Date of this Version
Many rural communities have experienced population and economic declines during the past decade. In addition, many have an aging population that leaves them struggling to remain viable. However, new technological improvements offer the potential for business growth in these areas. Given these changes, how do rural Nebraskans feel about their community? Are they planning to move from their community in the next year? Are they investing their time and money in their community?
This report details 2,841 responses to the 2002 Nebraska Rural Poll, the seventh annual effort to understand rural Nebraskans’ perceptions. Respondents were asked a series of questions regarding their community and their plans to move or stay in their community. Trends for the community questions are examined by comparing data from the six previous polls to this year’s results. For all questions, comparisons are made among different respondent subgroups, i.e., comparisons by age, occupation, region, etc. Based on these analyses, some key findings emerged:
• Rural Nebraskans are more negative about the change in their communities this year. This year, 24 percent believe their community has changed for the better, a decline from 28 percent last year. And, in 2002, 22 percent think their community has changed for the worse, compared to only 19 percent last year.
• More rural Nebraskans view their community as friendly, trusting and supportive this year as compared to last year. This year, 75 percent rate their community as friendly, compared to 72 percent last year and 68 percent in 2000. The proportion rating their community as trusting increased from 62 percent last year to 65 percent this year. Similarly, the proportion who view their community as being supportive increased from 62 percent in 2001 to 68 percent this year.
• Fewer younger people are planning to move from their community than last year.
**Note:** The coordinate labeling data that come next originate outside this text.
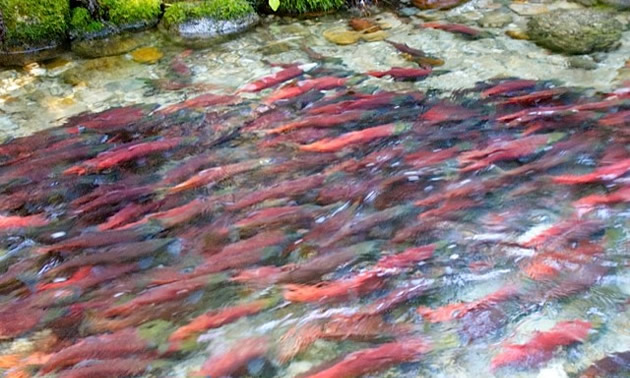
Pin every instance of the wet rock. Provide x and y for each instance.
(374, 37)
(147, 55)
(299, 7)
(496, 19)
(115, 44)
(408, 11)
(201, 23)
(619, 4)
(56, 63)
(32, 30)
(517, 34)
(80, 75)
(529, 9)
(363, 24)
(575, 31)
(437, 4)
(582, 63)
(342, 36)
(109, 34)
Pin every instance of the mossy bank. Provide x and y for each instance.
(199, 23)
(32, 30)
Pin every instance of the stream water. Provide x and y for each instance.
(173, 216)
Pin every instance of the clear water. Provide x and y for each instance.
(368, 199)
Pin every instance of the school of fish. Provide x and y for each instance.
(309, 206)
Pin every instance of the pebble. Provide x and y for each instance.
(147, 55)
(341, 36)
(581, 62)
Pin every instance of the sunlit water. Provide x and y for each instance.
(445, 176)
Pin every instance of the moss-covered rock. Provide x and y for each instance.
(32, 29)
(619, 4)
(200, 23)
(579, 31)
(132, 12)
(82, 22)
(107, 35)
(299, 7)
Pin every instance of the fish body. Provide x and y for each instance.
(372, 360)
(355, 137)
(507, 87)
(277, 78)
(541, 346)
(402, 73)
(454, 28)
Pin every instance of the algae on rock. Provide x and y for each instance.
(297, 7)
(83, 23)
(32, 29)
(107, 35)
(578, 31)
(199, 23)
(132, 12)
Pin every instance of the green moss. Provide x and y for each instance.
(219, 9)
(82, 22)
(125, 12)
(34, 21)
(300, 6)
(306, 6)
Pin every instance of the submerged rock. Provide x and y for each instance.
(575, 31)
(147, 55)
(496, 19)
(205, 22)
(299, 7)
(619, 4)
(32, 30)
(107, 34)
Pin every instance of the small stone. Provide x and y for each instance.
(581, 62)
(496, 19)
(147, 55)
(517, 34)
(437, 4)
(364, 25)
(579, 31)
(103, 47)
(56, 63)
(529, 9)
(374, 37)
(408, 11)
(619, 4)
(342, 36)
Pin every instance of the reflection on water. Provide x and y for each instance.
(311, 218)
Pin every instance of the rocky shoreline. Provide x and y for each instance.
(95, 28)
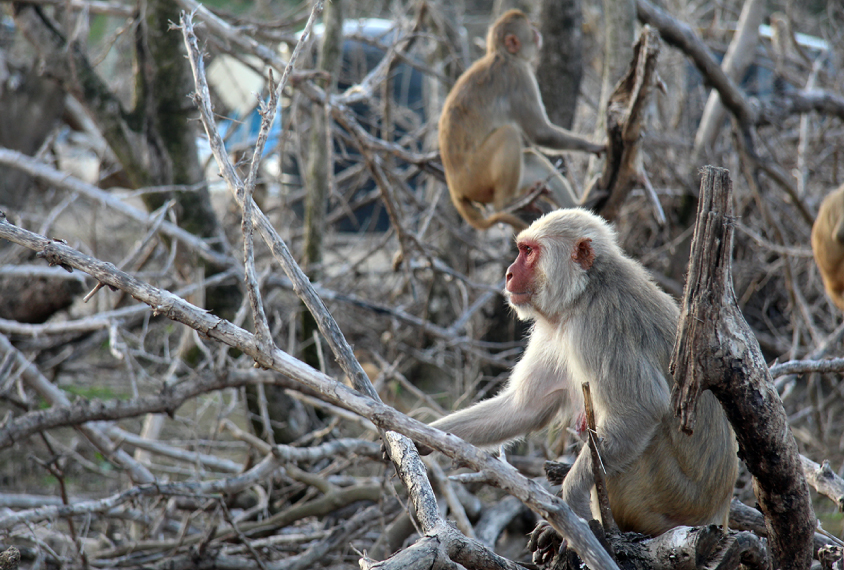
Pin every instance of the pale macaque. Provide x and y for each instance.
(828, 245)
(492, 109)
(599, 318)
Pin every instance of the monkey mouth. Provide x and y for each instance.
(519, 297)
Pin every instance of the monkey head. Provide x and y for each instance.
(556, 260)
(513, 34)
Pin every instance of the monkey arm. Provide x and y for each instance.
(506, 416)
(538, 128)
(639, 402)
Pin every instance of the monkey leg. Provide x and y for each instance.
(538, 169)
(489, 174)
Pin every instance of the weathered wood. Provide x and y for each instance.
(716, 350)
(625, 118)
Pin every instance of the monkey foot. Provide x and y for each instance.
(545, 544)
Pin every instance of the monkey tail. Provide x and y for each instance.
(476, 219)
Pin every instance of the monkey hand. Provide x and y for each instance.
(599, 149)
(545, 544)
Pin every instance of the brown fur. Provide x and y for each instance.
(492, 108)
(828, 245)
(599, 318)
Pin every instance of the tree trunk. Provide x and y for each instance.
(716, 350)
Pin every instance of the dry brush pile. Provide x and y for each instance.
(142, 431)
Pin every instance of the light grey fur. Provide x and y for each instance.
(611, 326)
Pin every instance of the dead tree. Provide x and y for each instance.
(716, 350)
(622, 169)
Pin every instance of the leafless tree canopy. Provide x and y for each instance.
(166, 405)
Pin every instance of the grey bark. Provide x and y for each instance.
(716, 350)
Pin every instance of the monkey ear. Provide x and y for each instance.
(512, 43)
(583, 253)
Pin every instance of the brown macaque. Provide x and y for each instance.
(494, 106)
(828, 245)
(599, 318)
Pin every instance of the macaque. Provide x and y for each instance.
(828, 245)
(599, 318)
(492, 109)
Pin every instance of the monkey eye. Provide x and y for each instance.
(527, 250)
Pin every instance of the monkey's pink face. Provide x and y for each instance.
(521, 273)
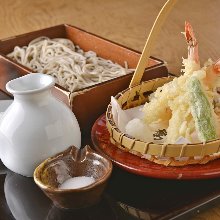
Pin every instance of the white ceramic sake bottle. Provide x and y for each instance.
(36, 125)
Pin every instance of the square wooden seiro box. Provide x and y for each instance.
(89, 103)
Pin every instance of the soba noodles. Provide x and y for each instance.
(73, 68)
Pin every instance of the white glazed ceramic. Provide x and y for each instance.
(36, 125)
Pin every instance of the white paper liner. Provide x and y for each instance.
(123, 117)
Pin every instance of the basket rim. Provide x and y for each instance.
(112, 128)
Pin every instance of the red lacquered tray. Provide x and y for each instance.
(134, 164)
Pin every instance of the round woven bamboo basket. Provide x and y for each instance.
(166, 154)
(137, 94)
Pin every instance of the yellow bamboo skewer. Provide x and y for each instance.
(143, 61)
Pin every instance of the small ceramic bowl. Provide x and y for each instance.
(72, 163)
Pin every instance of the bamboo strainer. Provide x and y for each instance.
(137, 94)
Last year, 18 percent of the 19 to 29 year olds planned to move from their community in the next year. This year, that proportion declined to 10 percent.
• Rural Nebraskans living in or near larger communities are more likely than those living in or near smaller communities to say their community has changed for the better. Twenty-nine percent of the persons living in or near communities with populations of 10,000 or more say their community has changed for the better during the past year; yet, only 16 percent of the persons living in or near communities with less than 500 people share this opinion.
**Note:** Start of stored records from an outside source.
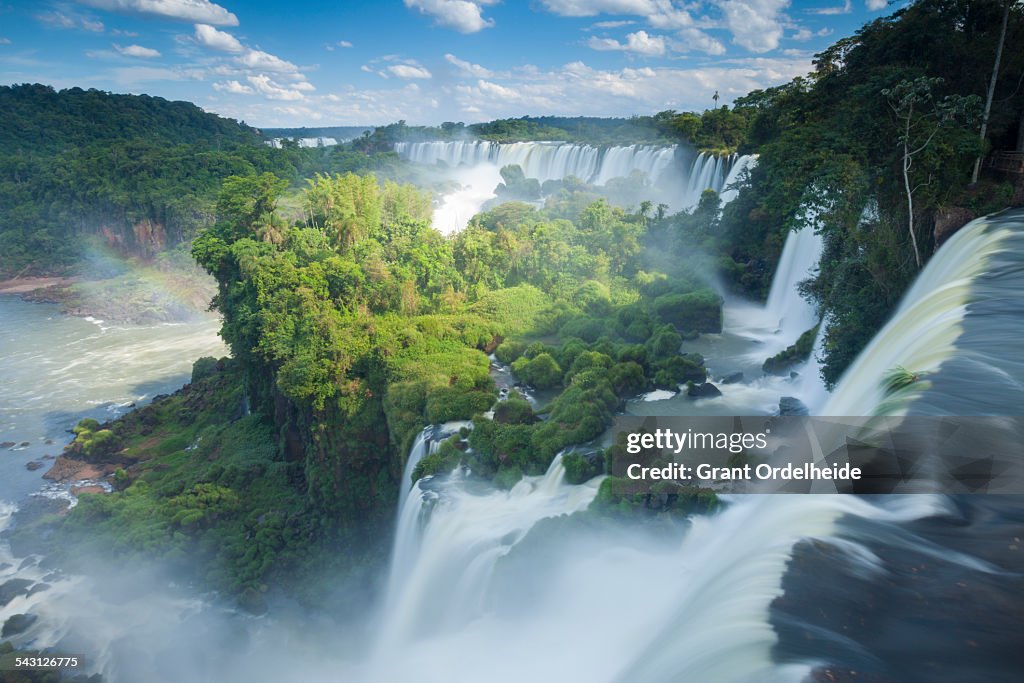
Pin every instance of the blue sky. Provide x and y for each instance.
(358, 61)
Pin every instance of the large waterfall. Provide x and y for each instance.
(471, 599)
(675, 176)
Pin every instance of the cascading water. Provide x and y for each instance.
(952, 329)
(476, 165)
(786, 314)
(617, 606)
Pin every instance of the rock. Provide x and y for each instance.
(792, 406)
(12, 589)
(706, 390)
(78, 491)
(947, 222)
(17, 624)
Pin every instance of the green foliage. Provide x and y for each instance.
(694, 311)
(781, 363)
(542, 372)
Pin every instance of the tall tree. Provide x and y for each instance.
(1008, 4)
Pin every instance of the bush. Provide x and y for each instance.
(509, 351)
(679, 370)
(695, 311)
(205, 367)
(580, 468)
(515, 411)
(542, 372)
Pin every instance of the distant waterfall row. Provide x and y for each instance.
(554, 161)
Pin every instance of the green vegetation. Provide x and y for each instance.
(890, 120)
(781, 363)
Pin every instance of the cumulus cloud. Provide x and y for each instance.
(62, 20)
(463, 15)
(694, 39)
(467, 68)
(200, 11)
(207, 36)
(409, 71)
(755, 25)
(233, 87)
(260, 60)
(594, 7)
(137, 51)
(271, 90)
(638, 43)
(845, 8)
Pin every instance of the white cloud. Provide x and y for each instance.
(595, 7)
(61, 20)
(463, 15)
(496, 90)
(694, 39)
(207, 36)
(260, 60)
(233, 87)
(638, 43)
(266, 87)
(755, 25)
(409, 71)
(137, 51)
(467, 68)
(846, 8)
(201, 11)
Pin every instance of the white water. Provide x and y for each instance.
(604, 607)
(927, 328)
(786, 314)
(475, 165)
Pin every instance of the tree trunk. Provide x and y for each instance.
(1020, 133)
(991, 87)
(907, 159)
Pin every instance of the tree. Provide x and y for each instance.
(991, 85)
(920, 119)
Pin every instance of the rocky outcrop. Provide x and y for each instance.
(706, 390)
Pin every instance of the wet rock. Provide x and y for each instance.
(12, 589)
(38, 588)
(706, 390)
(792, 406)
(17, 624)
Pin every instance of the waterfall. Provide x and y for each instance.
(954, 327)
(475, 166)
(451, 535)
(743, 163)
(786, 314)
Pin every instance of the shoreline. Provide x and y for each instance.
(22, 286)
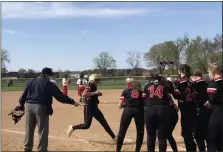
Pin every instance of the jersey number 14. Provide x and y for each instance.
(158, 92)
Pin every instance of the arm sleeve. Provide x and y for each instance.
(212, 92)
(170, 87)
(144, 91)
(177, 92)
(59, 96)
(22, 99)
(77, 81)
(123, 97)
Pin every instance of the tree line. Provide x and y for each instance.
(196, 52)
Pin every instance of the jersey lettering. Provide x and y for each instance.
(189, 95)
(134, 94)
(158, 92)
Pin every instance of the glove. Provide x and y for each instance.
(17, 113)
(17, 108)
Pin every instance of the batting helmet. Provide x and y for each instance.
(94, 77)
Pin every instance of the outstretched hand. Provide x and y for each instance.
(76, 104)
(99, 93)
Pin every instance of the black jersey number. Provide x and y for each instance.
(190, 95)
(158, 92)
(134, 94)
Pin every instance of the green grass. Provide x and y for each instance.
(19, 85)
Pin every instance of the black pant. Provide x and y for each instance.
(201, 128)
(127, 115)
(215, 130)
(173, 122)
(188, 120)
(157, 117)
(91, 111)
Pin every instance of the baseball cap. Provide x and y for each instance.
(47, 71)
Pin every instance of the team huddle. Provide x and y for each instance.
(156, 107)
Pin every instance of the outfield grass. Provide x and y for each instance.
(19, 85)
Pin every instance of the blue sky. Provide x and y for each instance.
(68, 35)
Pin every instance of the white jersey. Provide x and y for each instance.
(64, 82)
(82, 83)
(129, 80)
(54, 81)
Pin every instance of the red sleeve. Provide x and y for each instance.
(88, 89)
(212, 92)
(122, 98)
(143, 95)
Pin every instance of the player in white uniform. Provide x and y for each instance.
(53, 80)
(65, 83)
(81, 85)
(128, 82)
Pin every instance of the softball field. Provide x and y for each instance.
(93, 139)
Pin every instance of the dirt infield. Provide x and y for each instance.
(94, 139)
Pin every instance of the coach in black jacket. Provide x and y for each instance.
(38, 96)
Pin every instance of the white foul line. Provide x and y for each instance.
(76, 140)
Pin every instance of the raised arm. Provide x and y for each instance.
(23, 97)
(87, 92)
(212, 92)
(122, 100)
(59, 96)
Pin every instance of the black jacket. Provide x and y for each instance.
(41, 91)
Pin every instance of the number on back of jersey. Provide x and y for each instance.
(158, 92)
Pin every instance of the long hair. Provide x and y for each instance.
(136, 85)
(186, 69)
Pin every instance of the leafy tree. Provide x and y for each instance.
(4, 59)
(103, 62)
(22, 70)
(134, 59)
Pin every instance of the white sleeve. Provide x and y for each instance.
(78, 81)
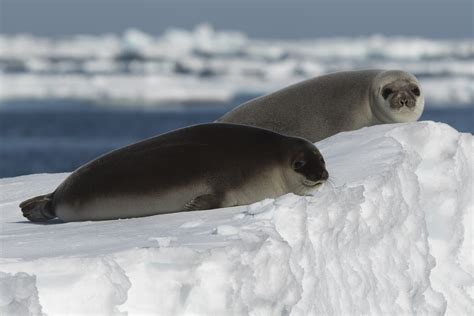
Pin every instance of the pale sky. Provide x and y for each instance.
(257, 18)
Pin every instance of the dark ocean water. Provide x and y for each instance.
(48, 137)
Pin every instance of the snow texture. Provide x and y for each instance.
(391, 234)
(18, 294)
(138, 69)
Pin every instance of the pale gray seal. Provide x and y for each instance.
(323, 106)
(200, 167)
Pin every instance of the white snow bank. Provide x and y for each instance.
(18, 294)
(391, 234)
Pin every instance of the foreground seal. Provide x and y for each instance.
(200, 167)
(323, 106)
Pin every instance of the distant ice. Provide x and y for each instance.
(392, 234)
(204, 64)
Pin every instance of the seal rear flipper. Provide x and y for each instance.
(39, 208)
(204, 202)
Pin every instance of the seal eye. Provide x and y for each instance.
(386, 92)
(416, 91)
(298, 164)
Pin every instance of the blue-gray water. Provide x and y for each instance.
(48, 137)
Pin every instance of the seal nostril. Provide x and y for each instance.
(324, 175)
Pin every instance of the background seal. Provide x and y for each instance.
(323, 106)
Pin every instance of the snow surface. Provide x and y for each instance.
(391, 234)
(138, 69)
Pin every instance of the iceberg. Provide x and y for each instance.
(390, 234)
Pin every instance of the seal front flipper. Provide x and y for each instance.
(39, 208)
(204, 202)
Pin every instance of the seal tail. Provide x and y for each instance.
(39, 208)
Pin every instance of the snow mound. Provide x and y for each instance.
(18, 294)
(391, 234)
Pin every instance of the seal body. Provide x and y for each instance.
(323, 106)
(200, 167)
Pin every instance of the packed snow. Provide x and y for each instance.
(140, 69)
(391, 234)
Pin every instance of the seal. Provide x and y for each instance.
(323, 106)
(195, 168)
• The services and amenities that residents are most dissatisfied with include: entertainment, retail shopping, restaurants and city/village government. The services rural Nebraskans are most satisfied with include: parks and recreation, library services, basic medical care services, education (K - 12), and highways and bridges.
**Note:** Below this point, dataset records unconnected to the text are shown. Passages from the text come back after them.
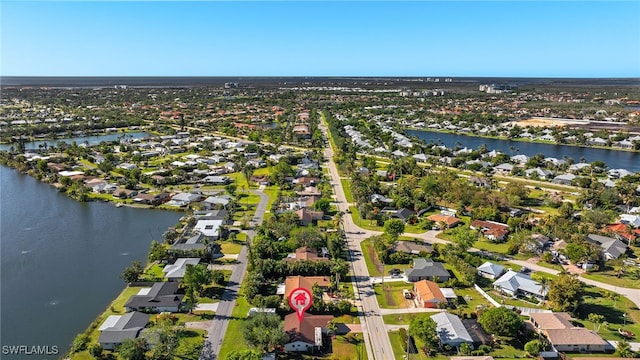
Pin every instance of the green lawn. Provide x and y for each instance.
(229, 248)
(344, 350)
(391, 297)
(346, 185)
(154, 272)
(233, 338)
(402, 319)
(613, 310)
(609, 277)
(369, 256)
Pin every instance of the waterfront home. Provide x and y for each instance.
(427, 269)
(175, 272)
(518, 284)
(428, 294)
(564, 336)
(118, 328)
(490, 270)
(611, 248)
(161, 297)
(451, 331)
(308, 334)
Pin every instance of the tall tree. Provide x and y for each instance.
(565, 293)
(500, 321)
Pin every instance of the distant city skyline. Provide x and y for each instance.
(305, 38)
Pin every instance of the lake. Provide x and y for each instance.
(61, 260)
(90, 140)
(614, 159)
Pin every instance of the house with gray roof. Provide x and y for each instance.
(427, 269)
(451, 330)
(490, 270)
(161, 297)
(611, 248)
(118, 328)
(518, 284)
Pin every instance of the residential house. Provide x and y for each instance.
(448, 221)
(518, 284)
(490, 229)
(564, 336)
(175, 272)
(428, 294)
(306, 253)
(293, 282)
(161, 297)
(118, 328)
(611, 248)
(427, 269)
(450, 330)
(490, 270)
(308, 334)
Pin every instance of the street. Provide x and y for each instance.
(220, 322)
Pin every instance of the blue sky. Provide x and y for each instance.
(305, 38)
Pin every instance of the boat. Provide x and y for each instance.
(626, 333)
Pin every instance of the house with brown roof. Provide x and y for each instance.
(293, 282)
(564, 336)
(308, 334)
(449, 221)
(306, 253)
(428, 294)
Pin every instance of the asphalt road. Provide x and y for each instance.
(220, 322)
(374, 331)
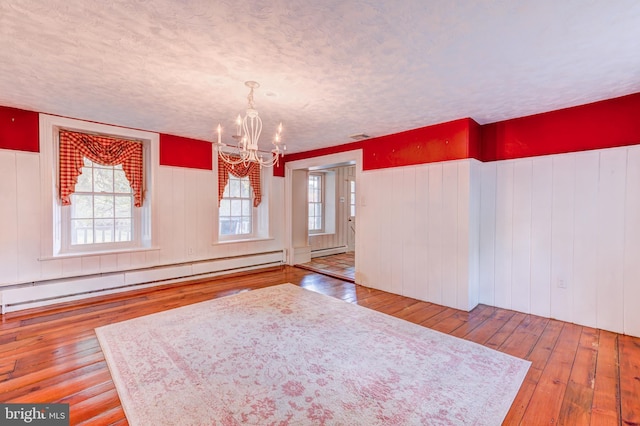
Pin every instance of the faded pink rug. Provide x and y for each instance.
(284, 355)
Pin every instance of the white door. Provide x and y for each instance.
(351, 216)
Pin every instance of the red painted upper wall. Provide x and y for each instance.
(185, 152)
(19, 129)
(453, 140)
(605, 124)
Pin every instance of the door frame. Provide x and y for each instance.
(294, 252)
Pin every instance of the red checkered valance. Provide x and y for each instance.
(103, 150)
(239, 170)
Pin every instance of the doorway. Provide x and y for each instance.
(332, 249)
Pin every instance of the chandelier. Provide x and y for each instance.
(248, 131)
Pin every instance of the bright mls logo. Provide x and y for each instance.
(34, 414)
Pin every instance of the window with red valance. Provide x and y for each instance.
(74, 146)
(252, 170)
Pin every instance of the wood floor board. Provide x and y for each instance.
(547, 398)
(579, 375)
(629, 379)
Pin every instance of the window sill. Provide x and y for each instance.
(96, 253)
(243, 240)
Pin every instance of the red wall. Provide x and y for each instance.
(185, 152)
(604, 124)
(19, 129)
• Laborers are more likely than persons with different occupations to be dissatisfied with their city/village government. Forty-three percent of the laborers express dissatisfaction with the government in their city or village. However, only 26 percent of the farmers or ranchers share this opinion.
• Smaller community residents are more likely than residents of larger communities to be dissatisfied with their community’s law enforcement. Thirty-four percent of the persons living in or near communities with less than 500 people express dissatisfaction with their law enforcement, compared to 21 percent of the persons living in or near communities with populations of 5,000 or more.
• Panhandle residents are more likely than persons living elsewhere to express dissatisfaction with their transportation services. As an example, 35 percent of the persons living in the Panhandle are dissatisfied with their airline service, compared to only 13 percent of the residents of the Southeast region.
• Over one-half of rural Nebraskans believe residents volunteering their time to community activities and getting more residents to take leadership roles in the community are very important for their community’s future. Fifty-seven percent say getting more residents in leadership roles is very important for their community’s future. Fifty-four percent believe residents volunteering their time to community activities is very important.
• Smaller community residents are more likely than larger community residents to view residents volunteering their time to community activities as very important to their community’s future. Sixty-three percent of the persons living in or near communities with populations ranging from 500 to 999 believe this is very important, compared to 48 percent of the persons living in or near communities with populations over 10,000.
• The majority of rural Nebraskans have participated in community involvement activities during the past year. Eighty-seven percent have donated money to a local community organization, charity or cause in their community during the past year, 84 percent have belonged to a group or organization in their community and 74 percent have volunteered their time for a group or organization.
• Very few rural Nebraskans have either formally included a community organization or cause in their will or estate plan or intend to do so. Only four percent have already included an organization or cause in their will or estate plan. Eight percent intend to do so, but have not yet formally included the request in their will or estate plan. Forty-eight percent are not sure.
• At least two-thirds of rural Nebraskans would encourage the following groups to move to or remain in their community: elderly persons (77%), their close friends (75%), Nebraskans from other areas of the state (75%), young adults/young families (74%), out of state residents (69%), other relatives and in-laws (68%) and their children (66%). Sixty-three percent would encourage their grandchildren to live in their community, 59 percent would encourage single parent households to move to or remain in their community and 54 percent would encourage members of ethnic minorities to live there.
• Most rural Nebraskans expect to be living in their current community five years from now. Thirty-four percent say they definitely will be living in their community five years from now and an additional 40 percent say they probably will be.